Surprise surprise, human manifestation of white, upper-middle class male priviledge, Piers Morgan is “uncomfortable” with Lemonade. He thinks any mention of racially aggravated violence is exploitative. This has already been pretty effectively taken down by UK singer Jamelia, and there’s nothing I, as pretty much the whitest possible woman ever (see picture) could add to her moving, eloquent and eminently sensible destruction of Morgan’s flaccid and facile argument.
I think Morgan’s response highlights, too, attitudes towards women of colour with opinions. Now, I’m all too aware that I’m outside of that category as a white woman, and I’m making these observations about media portrayal rather than lived experience. With that in mind, what I see is that women of colour who step outside of stereotypes are seen by people like Morgan as distasteful.
Mainstream media is already familiar with the politicisation of black rap. I remember hearing Jay Z’s 99 problems for the first time and being struck by the delicate satire. It’s a rap song about a drug dealer evading the law, and you still end up sympathising with the protagonist rather than the drawling, casually racist cop who’s pulled him over. We’re familiar with the stereotype of the politicised black man. We know it from Martin Luther King Jr to Malcolm X to Johnny Cochran. That doesn’t mean there’s no criticism, but mainstream media knows where that fits.
What white mainstream media is less familiar with is the politicised black woman, and I think that’s why Morgan finds this so uncomfortable. When Beyoncé was singing about being crazy in love or wishing her scrub of a boyfriend would pay the bills he ran up on her card, Morgan was comfortable. But when she’s urging women to get in formation to make some kind of challenge to established power this is ‘distasteful.’
Of course its distasteful to you, Piers. You and your ilk are very comfortable.
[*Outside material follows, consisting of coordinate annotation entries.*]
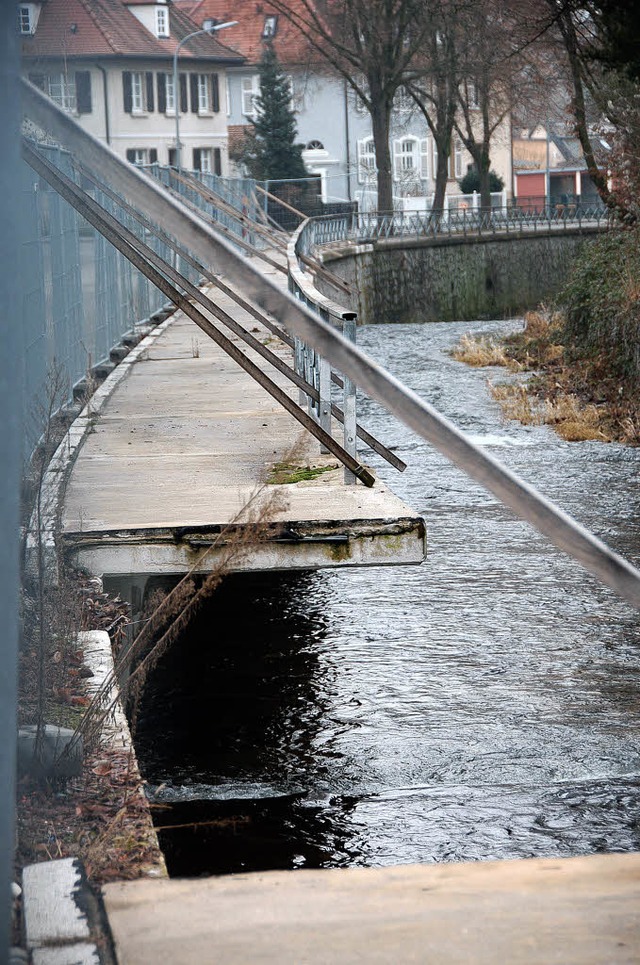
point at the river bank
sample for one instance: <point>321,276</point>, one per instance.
<point>576,392</point>
<point>100,816</point>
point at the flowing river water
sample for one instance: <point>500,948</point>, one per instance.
<point>485,704</point>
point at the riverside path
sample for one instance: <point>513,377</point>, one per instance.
<point>187,445</point>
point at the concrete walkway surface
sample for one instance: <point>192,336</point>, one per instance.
<point>575,911</point>
<point>187,439</point>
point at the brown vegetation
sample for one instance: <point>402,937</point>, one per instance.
<point>576,394</point>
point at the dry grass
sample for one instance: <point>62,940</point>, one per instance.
<point>573,420</point>
<point>480,351</point>
<point>575,396</point>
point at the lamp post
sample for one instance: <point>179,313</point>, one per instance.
<point>176,92</point>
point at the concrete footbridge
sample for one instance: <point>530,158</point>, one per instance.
<point>187,454</point>
<point>229,433</point>
<point>116,523</point>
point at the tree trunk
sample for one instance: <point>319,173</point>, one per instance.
<point>380,121</point>
<point>484,163</point>
<point>442,175</point>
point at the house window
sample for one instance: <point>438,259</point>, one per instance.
<point>366,161</point>
<point>406,158</point>
<point>207,160</point>
<point>25,23</point>
<point>402,100</point>
<point>169,94</point>
<point>137,93</point>
<point>204,99</point>
<point>457,159</point>
<point>250,91</point>
<point>142,155</point>
<point>162,22</point>
<point>62,89</point>
<point>270,26</point>
<point>202,159</point>
<point>470,93</point>
<point>205,93</point>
Lemonade is not supposed to make white, upper-middle-class men comfortable. Not every song is meant to make everyone comfortable. If we’re pushing for change, for equality for women, people of colour and people of every sexual orientation some of the people at the top are going to get displaced, so they’re going to feel uncomfortable. But if Beyoncé is to be believed (and I hope she is), it’s coming.
So I hope you feel uncomfortable, Piers. Women, and particularly women of colour, do not just exist for your entertainment. And if Beyoncé tells me to get in Formation, you bet I’m going to be there.